Het Voorzitterschap had hiertoe een aanpak langs vier sporen voorgesteld: 1) betere
situational awareness, 2) versterking van het Europees juridisch kader, 3) betere operationele samenwerking,
en 4) meer synergie in het extern optreden van de EU. Over de opvolging van deze acties
zal aan de Raad gerapporteerd worden. De Commissie lichtte daarnaast de belangrijkste
ontwikkelingen in het Schengengebied toe, aan de hand van de vernieuwde Schengenbarometer.
Aan de orde kwam onder andere de toename van irreguliere aankomsten en van secundaire
bewegingen, de toename van heringevoerde binnengrenscontroles en de recente publicatie
van het voorstel voor het herziene visumopschortingsmechanisme.3 Daarnaast stond de Commissie – mede naar aanleiding van de recente terroristische
aanslag in Brussel – stil bij de noodzaak van verbeterde terugkeer, in het bijzonder
van personen die een hoog veiligheidsrisico vormen. De Commissie riep op tot snelle
afronding van de onderhandelingen over de herziene Terugkeerrichtlijn en onderzoekt
de mogelijkheden voor «Schengenterugkeerpilots». De Terugkeercoördinator zal samen
met de lidstaten de vormgeving van dergelijke pilots verder uitwerken.
Nederland heeft de viersporenaanpak op het gebied van mensensmokkel verwelkomd en
daarbij een aantal prioriteiten benadrukt: verbetering van het juridisch kader, betere
en vroegtijdige informatie-uitwisseling, en werkafspraken tussen de EU-agentschappen
en derde landen. Ook riep Nederland op tot regelmatige rapportage over de opvolging
van de geformuleerde acties. Nederland is het met de Commissie eens dat prioriteit
moet worden gegeven aan het verbeteren van terugkeer.
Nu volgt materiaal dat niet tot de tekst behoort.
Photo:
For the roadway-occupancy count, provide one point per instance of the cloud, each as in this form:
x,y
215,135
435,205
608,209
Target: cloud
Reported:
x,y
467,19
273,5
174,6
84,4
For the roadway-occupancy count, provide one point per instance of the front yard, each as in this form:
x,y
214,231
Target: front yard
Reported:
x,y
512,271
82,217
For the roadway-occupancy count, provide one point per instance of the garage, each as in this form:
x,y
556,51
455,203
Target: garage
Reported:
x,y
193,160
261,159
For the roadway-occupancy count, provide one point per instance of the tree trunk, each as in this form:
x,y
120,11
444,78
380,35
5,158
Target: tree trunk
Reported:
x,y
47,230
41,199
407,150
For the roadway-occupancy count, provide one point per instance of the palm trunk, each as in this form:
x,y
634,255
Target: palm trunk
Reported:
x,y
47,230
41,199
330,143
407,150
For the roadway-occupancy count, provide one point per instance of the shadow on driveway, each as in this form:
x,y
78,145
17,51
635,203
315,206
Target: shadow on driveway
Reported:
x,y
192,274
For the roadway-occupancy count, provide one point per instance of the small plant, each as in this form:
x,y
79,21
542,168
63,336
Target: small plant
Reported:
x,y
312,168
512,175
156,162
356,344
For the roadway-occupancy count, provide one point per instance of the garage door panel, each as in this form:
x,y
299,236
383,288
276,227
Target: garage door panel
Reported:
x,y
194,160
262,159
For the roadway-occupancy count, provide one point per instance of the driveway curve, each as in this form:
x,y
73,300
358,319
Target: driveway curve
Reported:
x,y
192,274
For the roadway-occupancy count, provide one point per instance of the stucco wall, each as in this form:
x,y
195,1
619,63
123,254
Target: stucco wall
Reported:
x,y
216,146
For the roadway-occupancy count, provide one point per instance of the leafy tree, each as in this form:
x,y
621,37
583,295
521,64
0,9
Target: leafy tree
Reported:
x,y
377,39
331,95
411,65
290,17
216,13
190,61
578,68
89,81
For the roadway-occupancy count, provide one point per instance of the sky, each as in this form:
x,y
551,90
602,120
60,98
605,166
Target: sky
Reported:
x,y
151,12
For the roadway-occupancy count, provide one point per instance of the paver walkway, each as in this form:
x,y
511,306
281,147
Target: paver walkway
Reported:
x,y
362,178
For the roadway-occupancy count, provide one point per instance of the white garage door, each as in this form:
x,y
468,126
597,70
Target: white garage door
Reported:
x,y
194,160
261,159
In lijn met de motie van het
lid Bisschop4 zet het kabinet zich aanhoudend in voor een aanscherping van de Terugkeerrichtlijn.
Verbetering van terugkeer moet echter niet alleen in het juridische kader gezocht
worden, maar juist ook op de korte termijn in betere operationele en praktische samenwerking,
zowel in de relaties met derde landen als tussen de lidstaten onderling. In dat licht
heeft Nederland de lidstaten opgeroepen ten volle gebruik te maken van het kunnen
delen van terugkeergegevens via het vernieuwde Schengen Informatie Systeem (SIS).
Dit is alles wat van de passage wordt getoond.